46.《ネタバレ》 バーバラの一人称(モノローグ)でストーリーが進んでいくので、観る側はバーバラの本音部分の異常性にビビってしまうが、実はバーバラの行動自体はそんなに異常ではなく、逸脱していない。
逸脱した行動をとったのはむしろシーバの方で、ケイト・ブランシェットの透明な魅力で不潔に見えないが、やったことは「15歳の子どもと性的に関係するエロ教師」、という犯罪だ。作品を観ている人間は誰もシーバを責めないと思うが、現実だったらやっぱり非難轟轟だろう。
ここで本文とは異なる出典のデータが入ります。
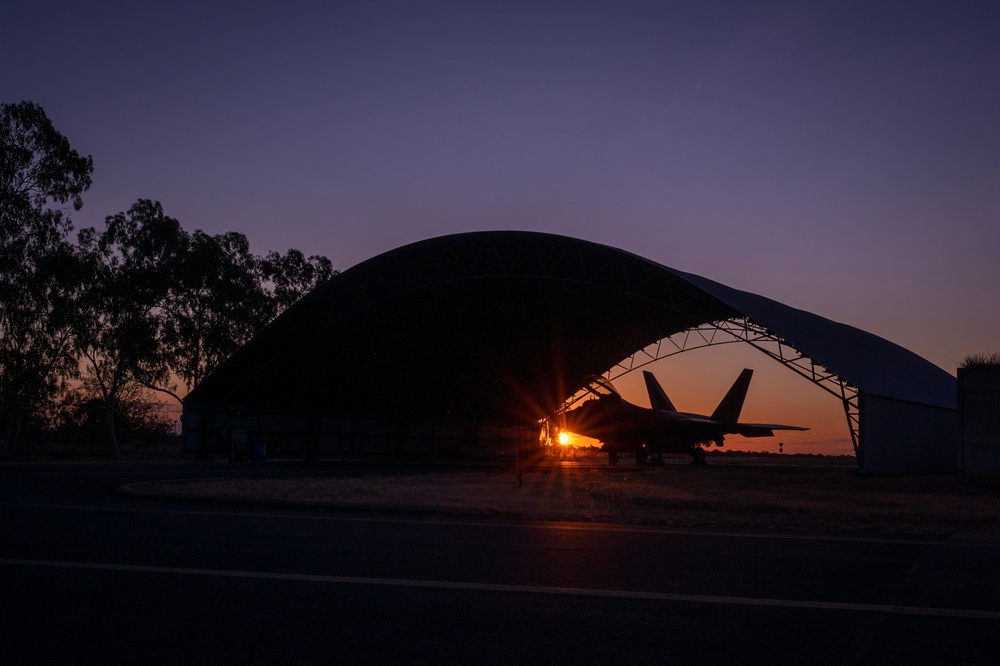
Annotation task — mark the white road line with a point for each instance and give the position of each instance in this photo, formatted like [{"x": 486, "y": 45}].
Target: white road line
[{"x": 524, "y": 589}]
スキャンダルを犯したのはシーバであり、バーバラはすべてをノートに記しているだけ。
飼い猫が死んでパニックになったバーバラは、シーバに「家族より友である自分を選べ」と要求するが、もしペットの死という危機的状況になっていなければ非常識な要求をすることもなく、普通に穏やかにつきあいは続いていたのではないか?
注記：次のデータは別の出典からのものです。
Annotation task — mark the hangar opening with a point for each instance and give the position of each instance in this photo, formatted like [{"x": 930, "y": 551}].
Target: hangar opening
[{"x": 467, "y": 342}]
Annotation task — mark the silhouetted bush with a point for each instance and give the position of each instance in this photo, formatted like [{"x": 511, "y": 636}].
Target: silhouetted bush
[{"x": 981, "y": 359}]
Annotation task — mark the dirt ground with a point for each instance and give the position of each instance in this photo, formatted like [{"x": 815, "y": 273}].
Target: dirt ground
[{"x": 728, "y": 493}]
・・・と思う程度にしか、バーバラの外向けの行動はおかしくなかった。シーバの前の女教師にも執着して接近禁止命令を出されていたようだが、その時はどんなストーキングをしたのか、シーバよりそっちのケースの方が気になったくらいだ。
なので、バーバラをそこまで怖いとは思えなかったのだが・・・もしかして少数派?(汗)
不思議なのは、バーバラの精神構造だ。
知的で現実をよく見ている教師であり、若い頃は理想を持った教師であったろう、だが年齢とキャリアを重ねるにしたがって現実に失望し、仕事ではなく親密な人間関係を熱烈に求めるようになった、らしい。
しかしその「求める親密な人間関係」も、あくまで自分の立場が上で相手が下でなければならない。そのため、毎回、年下で魅力のある女教師に目をつけている、らしい。
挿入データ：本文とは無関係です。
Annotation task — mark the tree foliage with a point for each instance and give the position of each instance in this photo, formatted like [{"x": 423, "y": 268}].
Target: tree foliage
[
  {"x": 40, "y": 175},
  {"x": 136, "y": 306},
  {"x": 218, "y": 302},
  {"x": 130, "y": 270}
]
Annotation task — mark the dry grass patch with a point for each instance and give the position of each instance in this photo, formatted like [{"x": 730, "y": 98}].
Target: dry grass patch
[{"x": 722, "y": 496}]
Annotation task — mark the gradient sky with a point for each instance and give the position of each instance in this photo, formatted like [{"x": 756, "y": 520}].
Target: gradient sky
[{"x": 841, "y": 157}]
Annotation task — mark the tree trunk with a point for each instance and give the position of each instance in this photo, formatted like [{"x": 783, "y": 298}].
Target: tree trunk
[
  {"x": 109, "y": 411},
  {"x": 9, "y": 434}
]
非常に支配的で、他人を求めながらも他人を信用していない。だから、親しくなるために弱みを握る。
自分は正直な気持ちを言わないのに、相手からは全面的な信頼を得ようとする。
以上の事から察するに、バーバラの望みは、たぶん、子どもを産んで育てることだったのではないか?
配偶者は対等だ。でも、子どもにとって親は、ある程度の年齢に育つまでは、絶対的な強者であり、絶対的に信頼している相手だと思う。
バーバラが真に求めているのは、母子関係なのではないだろうか。
まあ答えがわかったからといって、彼女の精神的な飢えが治まるわけではないのだが。
それに、もう年齢的に、出産も養子を育てるのも難しいようだから、解決策はないのだろう。
まあこれからは、シーバとシーバの前の依存相手から学んだことをしっかりノートに書いてですね、親しくなった相手に依存しすぎないように、心地いい距離感の友人関係を築くように、努力できればいいんじゃないでしょうか。
と、バーバラの幸せを祈りつつ、でもバーバラタイプはなぜか失敗から学ばないから難しいかも…と諦めつつ、エンディングを観ました。上品にまとめてあり、長すぎず短すぎず、よかったです。